There are passages in the mottled walls that glow, while other parts are in shadow. Mazur can evoke the multiform paintings of Mark Rothko without sinking into parody. And then we see the primates sitting around, inmates meant to entertain us, except there is nothing remotely amusing or diverting about them. Once we are recognize that the primates’ dark forms become another kind of blotch in the dappled field, we get a sense that abstraction is masking something we might not want to see, and how easily seeing can become unreliable.

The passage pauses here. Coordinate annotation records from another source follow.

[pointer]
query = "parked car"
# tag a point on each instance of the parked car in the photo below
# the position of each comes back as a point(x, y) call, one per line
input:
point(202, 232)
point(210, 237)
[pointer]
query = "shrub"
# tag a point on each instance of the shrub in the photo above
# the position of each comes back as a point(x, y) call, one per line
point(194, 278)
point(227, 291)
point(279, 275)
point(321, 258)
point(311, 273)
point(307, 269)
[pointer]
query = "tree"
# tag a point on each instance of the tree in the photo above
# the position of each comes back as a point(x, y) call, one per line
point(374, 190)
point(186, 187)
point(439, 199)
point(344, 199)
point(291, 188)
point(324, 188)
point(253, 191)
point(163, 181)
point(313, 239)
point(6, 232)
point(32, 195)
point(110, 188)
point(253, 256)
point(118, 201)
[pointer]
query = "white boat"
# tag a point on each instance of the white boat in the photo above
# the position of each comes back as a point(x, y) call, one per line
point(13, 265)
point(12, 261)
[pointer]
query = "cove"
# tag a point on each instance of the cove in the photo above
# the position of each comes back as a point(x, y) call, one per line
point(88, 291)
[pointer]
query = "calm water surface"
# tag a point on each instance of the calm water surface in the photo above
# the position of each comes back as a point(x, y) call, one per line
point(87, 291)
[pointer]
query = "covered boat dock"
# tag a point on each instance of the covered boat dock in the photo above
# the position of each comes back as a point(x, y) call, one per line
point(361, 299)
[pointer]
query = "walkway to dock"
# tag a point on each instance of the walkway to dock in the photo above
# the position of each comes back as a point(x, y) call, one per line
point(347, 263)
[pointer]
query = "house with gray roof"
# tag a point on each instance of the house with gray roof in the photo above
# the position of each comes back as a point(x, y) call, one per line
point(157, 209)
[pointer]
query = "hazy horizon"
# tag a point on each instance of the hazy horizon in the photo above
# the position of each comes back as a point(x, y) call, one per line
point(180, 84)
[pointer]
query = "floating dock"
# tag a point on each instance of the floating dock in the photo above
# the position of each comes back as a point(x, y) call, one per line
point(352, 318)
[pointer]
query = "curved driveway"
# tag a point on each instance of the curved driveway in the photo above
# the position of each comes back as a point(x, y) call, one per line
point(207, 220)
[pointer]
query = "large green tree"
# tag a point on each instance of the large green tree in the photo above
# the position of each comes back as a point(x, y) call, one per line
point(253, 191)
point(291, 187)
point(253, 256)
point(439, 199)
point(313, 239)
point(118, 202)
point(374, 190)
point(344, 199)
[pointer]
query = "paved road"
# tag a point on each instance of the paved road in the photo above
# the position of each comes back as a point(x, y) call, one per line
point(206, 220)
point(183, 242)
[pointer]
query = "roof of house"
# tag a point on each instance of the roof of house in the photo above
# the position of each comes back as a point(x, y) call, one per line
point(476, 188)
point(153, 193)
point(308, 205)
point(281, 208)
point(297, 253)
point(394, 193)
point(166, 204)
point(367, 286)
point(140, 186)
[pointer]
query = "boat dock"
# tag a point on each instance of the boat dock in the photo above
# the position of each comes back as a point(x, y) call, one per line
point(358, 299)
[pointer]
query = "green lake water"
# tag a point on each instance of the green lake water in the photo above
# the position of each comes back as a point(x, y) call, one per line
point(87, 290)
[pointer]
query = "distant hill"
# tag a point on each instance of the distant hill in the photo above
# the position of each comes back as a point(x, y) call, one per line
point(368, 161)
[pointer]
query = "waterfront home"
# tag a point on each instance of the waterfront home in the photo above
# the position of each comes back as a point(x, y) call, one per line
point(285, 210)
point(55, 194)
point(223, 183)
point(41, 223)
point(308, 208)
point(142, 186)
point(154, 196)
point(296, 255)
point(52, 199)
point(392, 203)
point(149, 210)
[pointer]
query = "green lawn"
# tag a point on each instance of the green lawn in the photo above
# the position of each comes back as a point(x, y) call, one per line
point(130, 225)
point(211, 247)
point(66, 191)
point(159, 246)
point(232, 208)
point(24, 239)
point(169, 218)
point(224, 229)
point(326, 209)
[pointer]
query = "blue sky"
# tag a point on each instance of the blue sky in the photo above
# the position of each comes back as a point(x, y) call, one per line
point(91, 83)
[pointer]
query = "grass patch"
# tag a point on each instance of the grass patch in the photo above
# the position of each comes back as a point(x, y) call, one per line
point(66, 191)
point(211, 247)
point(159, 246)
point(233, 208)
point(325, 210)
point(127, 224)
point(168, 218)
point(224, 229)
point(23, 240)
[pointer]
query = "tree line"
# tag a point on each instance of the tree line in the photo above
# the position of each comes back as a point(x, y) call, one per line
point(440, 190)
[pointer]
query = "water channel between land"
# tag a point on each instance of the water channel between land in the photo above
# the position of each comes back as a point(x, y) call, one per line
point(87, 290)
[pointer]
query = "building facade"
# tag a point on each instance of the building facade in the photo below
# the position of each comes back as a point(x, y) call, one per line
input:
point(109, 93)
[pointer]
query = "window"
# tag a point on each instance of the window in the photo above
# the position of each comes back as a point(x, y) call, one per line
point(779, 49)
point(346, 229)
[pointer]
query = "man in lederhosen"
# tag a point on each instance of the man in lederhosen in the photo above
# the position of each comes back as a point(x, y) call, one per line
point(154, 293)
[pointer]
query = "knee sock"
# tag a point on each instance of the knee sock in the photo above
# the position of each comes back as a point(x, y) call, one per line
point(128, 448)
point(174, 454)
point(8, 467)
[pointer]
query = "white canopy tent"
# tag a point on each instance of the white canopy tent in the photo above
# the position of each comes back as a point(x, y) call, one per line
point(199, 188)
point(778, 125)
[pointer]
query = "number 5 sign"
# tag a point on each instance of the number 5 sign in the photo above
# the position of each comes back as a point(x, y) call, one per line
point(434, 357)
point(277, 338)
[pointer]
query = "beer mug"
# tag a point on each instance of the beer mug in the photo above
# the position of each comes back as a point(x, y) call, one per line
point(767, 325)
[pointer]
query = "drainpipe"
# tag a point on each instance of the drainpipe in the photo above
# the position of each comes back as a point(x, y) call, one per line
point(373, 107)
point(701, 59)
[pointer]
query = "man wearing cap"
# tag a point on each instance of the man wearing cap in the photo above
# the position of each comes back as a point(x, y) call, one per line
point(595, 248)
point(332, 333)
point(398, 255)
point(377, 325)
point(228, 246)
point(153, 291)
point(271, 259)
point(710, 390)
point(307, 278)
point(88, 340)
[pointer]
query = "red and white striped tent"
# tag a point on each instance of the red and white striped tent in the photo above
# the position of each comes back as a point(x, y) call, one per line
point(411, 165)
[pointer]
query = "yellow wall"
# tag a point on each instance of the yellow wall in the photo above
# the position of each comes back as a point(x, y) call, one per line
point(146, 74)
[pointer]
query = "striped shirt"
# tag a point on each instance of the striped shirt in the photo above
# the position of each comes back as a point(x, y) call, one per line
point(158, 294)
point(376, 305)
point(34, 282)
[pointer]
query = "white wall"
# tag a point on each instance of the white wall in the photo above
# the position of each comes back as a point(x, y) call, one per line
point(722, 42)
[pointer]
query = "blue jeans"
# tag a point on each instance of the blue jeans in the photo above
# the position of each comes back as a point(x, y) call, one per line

Michael Mazur, “Cage at Stoneham 23” (1977), oil on canvas, 66 x 66 inches

I think what also haunted Mazur from the beginning was the question of what it took to be a witness. I believe this is what he was thinking about in his next series of paintings, Incident at Walden Pond (1977–78), where someone is being chased, but the who and the why are not clear. The fact that he changes both the setting and the way he paints in these works is what made viewers uneasy ¬– that and the seedy subject matter. This is an artist who could have painted palatable subject matter and been celebrated, but refused to do so. At the same time he successfully resisted becoming an illustrator of angst or torment, and refused to turn himself into a producer of unsavory subjects.

This is what Mazur does so well in these paintings – he gets a tight dance going between paint and subject matter. Back in the last century, at a high school dance, supposedly you could not hold your partner so close that a book, a rather thick one, couldn’t fit between you, or so the cliché goes. In Mazur’s best paintings, you can’t wedge anything between paint and subject matter. It is the paint that makes the subjects work, not the other way around. Never developing a style, moving restlessly from one subject to another, and from one kind of depiction to another, Mazur doesn’t make it easy for someone trying to come to terms with his work. Why should he? That’s not his job.

John Yau has published books of poetry, fiction, and criticism. His latest poetry publications include a book of poems, Further Adventures in Monochrome (Copper Canyon Press, 2012), and the chapbook, Egyptian...

2 replies on “Can I Be a Witness?”

  1. John Yau, as you so often do, you somehow capture the insightful essentials of a visual artist, simply yet vividly. I first came across Mazur’s prints in his “Madhouse” monograph in my college’s art library in 1973. I was gobsmacked then as well, and it opened me up to the infinite potentials of painterly printmaking. Twenty years later, I had the good fortune to study with Michael in Provincetown, and found him to be the most generous, influential and challenging teacher any aspiring artist could ever hope to have. He is so deserving of your eloquent acknowledgement and praise. I wholeheartedly applaud and thank you for bringing him back in a spotlight that is deserving and redemptive—may it grow larger with time, and put him on center stage, where he truly belongs.